“if you can’t pay with things, you could pay with skills,” said Sakina, motioning to the shadow.
“Well, wait a minute,” said Alif, looking from the shadow to Sakina. “My skills are more or less limited to computers… I’m not sure how much help that is to an, ah, to a…”
Effrit, said the shadow. I’m an effrit. And I’ve got a two-year-old Dell desktop in the back that’s had some kind of virus for ages. The screen goes black five minutes after I turn the damn thing on. I have to do a hard reboot every time.
Alif felt new vista of serendipitous opportunity open before him.
“You’ve got Internet in the Empty Quarter?” he asked in an awed voice.
Cousin, said the shadow, we’ve got WiFi.
In an nondescript great city in the Middle-East, stuck between the sea and the desert, between past and modernity, lives a young man of 23, who calls himself Alif. He is a Grey-Hat, one of the anonymous hackers that help people keep some amount of internet freedom for a fee. The state Alif lives in is under the strict control of a state censoring all venues of freedom of speech, especially on the net, where he and his friend’s nemesis is called The Hand, an unknown genius who created a very dangerous and ubiquitous surveillance network. When The Hand finds you, you disappear in state prisons, probably never to see the sun ever again.

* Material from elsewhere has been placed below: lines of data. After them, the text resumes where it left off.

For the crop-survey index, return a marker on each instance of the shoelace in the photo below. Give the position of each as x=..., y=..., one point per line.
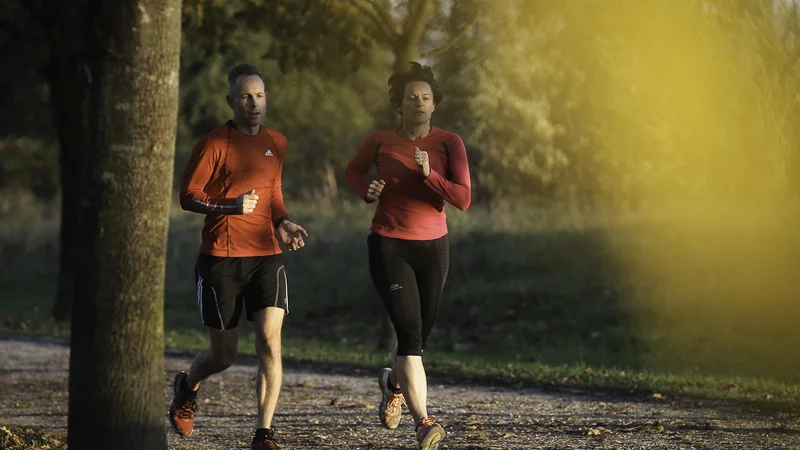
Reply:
x=426, y=422
x=187, y=409
x=267, y=441
x=395, y=400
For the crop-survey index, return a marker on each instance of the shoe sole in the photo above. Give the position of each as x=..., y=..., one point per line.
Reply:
x=384, y=401
x=175, y=429
x=169, y=414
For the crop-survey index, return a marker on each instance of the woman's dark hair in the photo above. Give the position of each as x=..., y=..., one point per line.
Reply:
x=418, y=72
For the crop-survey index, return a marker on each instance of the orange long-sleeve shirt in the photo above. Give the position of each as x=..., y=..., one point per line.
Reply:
x=224, y=164
x=411, y=206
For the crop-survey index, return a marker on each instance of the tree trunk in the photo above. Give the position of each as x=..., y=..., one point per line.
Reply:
x=69, y=89
x=66, y=74
x=116, y=377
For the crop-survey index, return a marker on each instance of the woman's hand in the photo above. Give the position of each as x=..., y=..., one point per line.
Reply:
x=374, y=190
x=421, y=158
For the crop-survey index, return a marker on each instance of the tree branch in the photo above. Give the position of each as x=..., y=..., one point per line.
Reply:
x=37, y=13
x=385, y=16
x=419, y=12
x=455, y=39
x=385, y=28
x=10, y=28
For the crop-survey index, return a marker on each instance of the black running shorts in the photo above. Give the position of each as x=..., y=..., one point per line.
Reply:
x=226, y=284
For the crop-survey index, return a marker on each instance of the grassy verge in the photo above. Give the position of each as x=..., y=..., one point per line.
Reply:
x=655, y=309
x=17, y=438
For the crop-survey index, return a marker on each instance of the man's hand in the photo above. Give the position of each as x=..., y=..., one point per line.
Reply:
x=247, y=202
x=421, y=158
x=292, y=235
x=374, y=190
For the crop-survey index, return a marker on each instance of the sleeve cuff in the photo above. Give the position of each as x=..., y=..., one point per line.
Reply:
x=280, y=221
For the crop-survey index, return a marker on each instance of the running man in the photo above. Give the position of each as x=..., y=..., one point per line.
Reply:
x=420, y=168
x=234, y=178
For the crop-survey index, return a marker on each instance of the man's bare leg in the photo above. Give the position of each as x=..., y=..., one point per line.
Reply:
x=220, y=356
x=268, y=323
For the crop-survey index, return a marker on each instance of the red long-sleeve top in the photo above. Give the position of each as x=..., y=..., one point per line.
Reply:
x=224, y=164
x=411, y=206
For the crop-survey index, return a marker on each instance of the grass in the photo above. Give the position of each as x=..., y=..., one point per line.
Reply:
x=17, y=438
x=654, y=308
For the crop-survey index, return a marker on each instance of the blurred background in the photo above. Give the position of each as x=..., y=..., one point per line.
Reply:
x=635, y=165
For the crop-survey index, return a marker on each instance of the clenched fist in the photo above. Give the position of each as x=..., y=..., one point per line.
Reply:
x=247, y=202
x=421, y=158
x=374, y=190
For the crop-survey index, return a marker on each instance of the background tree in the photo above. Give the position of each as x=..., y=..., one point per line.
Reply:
x=116, y=381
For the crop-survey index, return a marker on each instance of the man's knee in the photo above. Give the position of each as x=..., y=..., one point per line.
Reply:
x=224, y=348
x=224, y=357
x=409, y=344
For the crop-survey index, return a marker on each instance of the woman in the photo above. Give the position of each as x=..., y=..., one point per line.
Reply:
x=420, y=167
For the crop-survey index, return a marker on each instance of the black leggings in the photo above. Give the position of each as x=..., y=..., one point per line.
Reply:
x=409, y=277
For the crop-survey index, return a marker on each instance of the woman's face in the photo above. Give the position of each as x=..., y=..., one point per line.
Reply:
x=417, y=103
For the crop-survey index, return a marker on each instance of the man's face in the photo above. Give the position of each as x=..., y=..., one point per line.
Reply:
x=248, y=100
x=417, y=103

But when the story starts, Alif has other things on his mind. Or rather, another person, the elusive Intisar, a fellow minded young woman he met on the net and fell in love with. And Intisar has been silent for some time now, not answering messages and sending Alif in a young lover’s frenzy.
When they finally meet again at last, not only will the fallout spur him to create a program that will put everybody he has ever worked to protect in very dire danger, but the arrival of a strange book called The Thousand And One Days, said to have been written by Djinns and sent to him by Intisar will force him to look at the world around him in a totally unexpected way.
Alif the Unseen is beautifully written, the main characters are engaging, well defined and diverse (I didn’t mention Dina, Alif’s neighbour and childhood friend and the unwilling participant in his adventure, Vikram the Vampire, the Convert, Sheik Bilal or NewQarter01 because they are treats better discovered on your own). Structurally speaking, one thing I found especially well done is that at a juncture where most books would have ended after a well earned climax, it actually plunges back again in another direction, while staying perfectly consistent. It is also a very deft blending of cyberpunk with more classic fairytalesque fantasy.
Obviously I liked it. You may like it too.